There are a lot more press briefings featuring sign language. Many appear to be more animated than I ever recall or at least ever noticed. It’s enticing. Maybe it’s being locked in a house for almost a year during a pandemic, but it gets my juices flowing.
I saw a signer for a political candidate where she was motioning her arms back and forth in a way that suggested “Go girl, it’s your birthday, get your game on”. It was a “slap that ass” gesture but the ass was a foot or so higher than where you would expect it to be. Or maybe it was someone tall like Jane Lynch.
I watched another discussion on the BBC where a guy, to the best of my estimation, was signing with a British accent. It wasn’t just that he was wearing one of those perfect, slim fitting European suits with a well-coiffed mane of hair, as if he took all the grooming tips from the past edition of GQ. It was in his lack of facial expressions, except for his one eyebrow. It would raise when he was trying to accentuate something, his lips still pursed together as if judging. If that’s not British, then I don’t know what is.
His signing was largely confined to his hands and fingers, keeping things close to the vest. We get it, Nigel, just the facts, no emotion. Well, I’m American dammit! Our signers like emotion and let the speakers worry about the facts. (As an aside, I wonder if American signers think that things always sound smarter when a British signer says it, the way it does when spoken.)
I was once at a Dave Matthews concert and there was a signer throughout the whole event. At first, I thought “that’s weird” but then realized anyone who was hard of hearing was at an advantage because, unlike the rest of us, they could distinguish what he was actually saying! As great as the signer was, she did not even come close to the level of passion that I have seen at some coronavirus or 2020 election news conferences. It was a Dave Matthews Band concert, after all, so the signer was probably stoned, too. But still. You get my point.
During one recent press conference, a woman in a business suit with long black hair was signing in a way that inferred “You dirty little prick, I can’t stand the sight of you.” Interpreter by day, dominatrix by night? I sat through the entire press conference, mesmerized, and a bit horny.
In another one, a mid 40-ish interpreter was signing during a Covid-19 update with a facial expression so terrifying that it could only be interpreted as “Grab your children, collect all your things and get the hell out of town before it’s too late!” They were just telling us to wear a mask, but my blood pressure was through the roof. It was more invigorating than a heavyweight fight, except I felt like the one in danger.

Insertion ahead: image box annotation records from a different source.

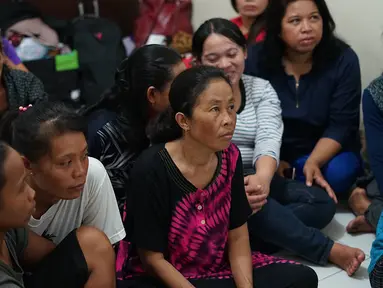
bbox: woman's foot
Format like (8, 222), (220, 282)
(329, 243), (366, 276)
(348, 187), (371, 216)
(346, 215), (375, 233)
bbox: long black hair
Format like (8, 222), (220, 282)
(81, 45), (182, 147)
(192, 18), (247, 61)
(230, 0), (272, 45)
(260, 0), (349, 72)
(0, 102), (86, 162)
(149, 65), (231, 143)
(0, 141), (9, 190)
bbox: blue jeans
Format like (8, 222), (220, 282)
(248, 171), (336, 265)
(292, 152), (362, 195)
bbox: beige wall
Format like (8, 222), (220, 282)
(193, 0), (383, 87)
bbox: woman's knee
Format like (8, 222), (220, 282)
(323, 152), (362, 193)
(310, 186), (336, 229)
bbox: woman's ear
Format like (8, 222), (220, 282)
(21, 156), (32, 174)
(175, 112), (190, 132)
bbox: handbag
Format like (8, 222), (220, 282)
(133, 0), (193, 47)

I have seen looks of terror and fright coming from signers that, taken out of context, would make one think they are from those photos taken in haunted houses during Halloween without people knowing it. Mouths agape, pupils dilated, shoulders bent in one direction as if turning to run in a last-minute attempt to escape death. Take a screenshot of any one of these signing moments and send it to a friend with no explanation. I promise you they’ll respond back with something akin to “Holy shit! Did someone just get murdered?”
The signer should be the one at the podium giving the press conference and the speaking person should be the one off to the side, not the way it is now. I’d be fine with subtitles. Who needs another talking head to tell us the same thing repeatedly or refuse to answer questions? Just have the signer do it. It’s a much more interesting way to tell us to get lost.

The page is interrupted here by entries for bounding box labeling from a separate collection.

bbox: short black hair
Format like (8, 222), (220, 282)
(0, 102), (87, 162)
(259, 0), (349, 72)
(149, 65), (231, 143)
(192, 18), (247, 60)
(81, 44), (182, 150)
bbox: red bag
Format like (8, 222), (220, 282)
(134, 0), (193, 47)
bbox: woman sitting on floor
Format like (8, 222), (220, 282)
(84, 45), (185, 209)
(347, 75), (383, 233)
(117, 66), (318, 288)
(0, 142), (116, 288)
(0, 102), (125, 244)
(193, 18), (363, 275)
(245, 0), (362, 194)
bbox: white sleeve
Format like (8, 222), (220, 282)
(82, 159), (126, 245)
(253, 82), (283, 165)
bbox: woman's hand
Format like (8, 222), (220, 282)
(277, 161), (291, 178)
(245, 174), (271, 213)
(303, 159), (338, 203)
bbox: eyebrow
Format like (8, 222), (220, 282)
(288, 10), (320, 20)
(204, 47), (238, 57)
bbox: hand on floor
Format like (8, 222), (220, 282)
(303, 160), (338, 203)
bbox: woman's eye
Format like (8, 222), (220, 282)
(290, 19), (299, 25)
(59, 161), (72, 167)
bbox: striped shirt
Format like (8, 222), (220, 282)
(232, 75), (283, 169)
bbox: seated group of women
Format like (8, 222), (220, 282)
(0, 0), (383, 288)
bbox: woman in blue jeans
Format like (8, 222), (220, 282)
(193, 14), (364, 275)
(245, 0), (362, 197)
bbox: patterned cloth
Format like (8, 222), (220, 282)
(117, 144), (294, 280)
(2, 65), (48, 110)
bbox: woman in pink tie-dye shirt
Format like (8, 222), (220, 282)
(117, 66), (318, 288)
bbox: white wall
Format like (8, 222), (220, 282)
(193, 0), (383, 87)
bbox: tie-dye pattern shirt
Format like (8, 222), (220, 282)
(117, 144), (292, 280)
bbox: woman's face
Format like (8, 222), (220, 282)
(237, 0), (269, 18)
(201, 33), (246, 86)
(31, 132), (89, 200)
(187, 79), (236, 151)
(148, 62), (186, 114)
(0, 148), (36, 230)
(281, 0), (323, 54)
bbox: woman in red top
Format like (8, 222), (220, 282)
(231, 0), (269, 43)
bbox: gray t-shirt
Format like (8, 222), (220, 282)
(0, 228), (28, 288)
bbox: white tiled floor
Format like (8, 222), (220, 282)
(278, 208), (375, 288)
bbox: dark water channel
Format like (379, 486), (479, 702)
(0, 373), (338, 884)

I want a signer for everything. How many work meetings or parent-teacher conferences or boring Town Hall sessions do we spend our time pretending to listen and willing ourselves to look interested? You wouldn’t have to fake it with a signer.

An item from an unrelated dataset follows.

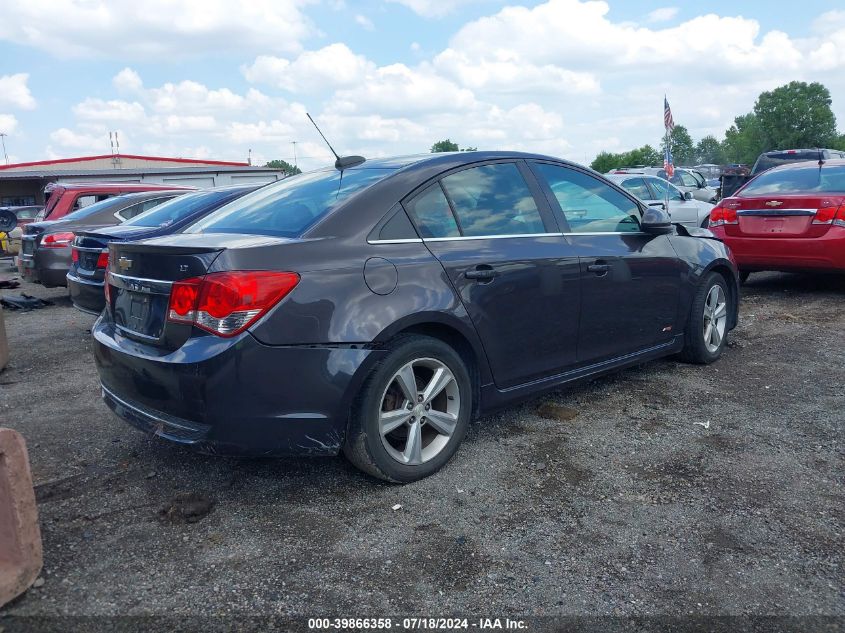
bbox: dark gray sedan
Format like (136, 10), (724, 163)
(18, 188), (190, 288)
(92, 152), (738, 482)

I would love my own personal signer, too. I need Angela Basset or Bruce Willis. They would be totally in sync with me, not just operationally but mentally, like in a spiritual 6th sense sort of way. They could tell from how I said something, not just what I said, where I was headed. “I got you”, their smirk and eye inflections would always assure me.
My mouth would say “Yeah, that’s an interesting idea, Toby. It seems a bit out of scope but maybe if we have some further details, there could be something there.” Meanwhile, Angela or Bruce would be signing “Nice try, Toby. How about you wait a full month since you graduated from your fancy MBA program before speaking like you’re running this place?” Their hands and expressions would tell Toby what he really needed to hear.
To hell with the raise or the “good job” email. You want to keep me motivated and working hard? Get me my signing Angela or Bruce. Stat. I’ll even settle for Idris Alba. And he’s British.